The sea is often used to symbolize Rodrigues’s perception of God, particularly in its silence, its “unchanging expressions” and the destruction it can wreak. When God fails to speak to Rodrigues in midst of his suffering or intervene to protect the tormented Christian martyrs in Tomogi, Rodrigues remarks, “like the sea, God was silent.” Although Rodrigues believes that God brought he and Garrpe to Japan (bearing them across the sea), he is confused and disturbed by God’s apparent apathy towards their struggle, just as the sea itself seems unmoved and disinterested. When Mokichi and Ichizo are tortured and their remains swallowed up by the sea, the implication is that God, in his refusal to intervene or put an end to their suffering, bears some level of responsibility for it.
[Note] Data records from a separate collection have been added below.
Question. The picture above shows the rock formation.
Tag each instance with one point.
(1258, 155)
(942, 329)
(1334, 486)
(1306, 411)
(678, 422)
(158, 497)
In the same way, when Garrpe himself drowns while trying to reach the drowning Christians who were executed for his sake, Garrpe is killed by his devotion to a God who seemingly would not reach out to help him or save his people. In this sense, the sea represents Rodrigues’s perception of God as all-powerful, senselessly destructive, and ultimately apathetic toward human beings.
The Sea Quotes in Silence
This was the splendid martyrdom I had often seen in my dreams. But the martyrdom of the Japanese Christians I now describe to you was no such glorious thing. What a miserable painful business it was! The rain falls unceasingly on the sea. And the sea which willed them surges on uncannily—in silence.
No! No! I shook my head. If God does not exist, how can man endure the monotony of the sea and its cruel lack of emotion? […] From the deepest core of my being yet another voice made itself heard in a whisper. Supposing God does not exist…
This was a frightening fancy. If he does not exist, how absurd the whole thing becomes.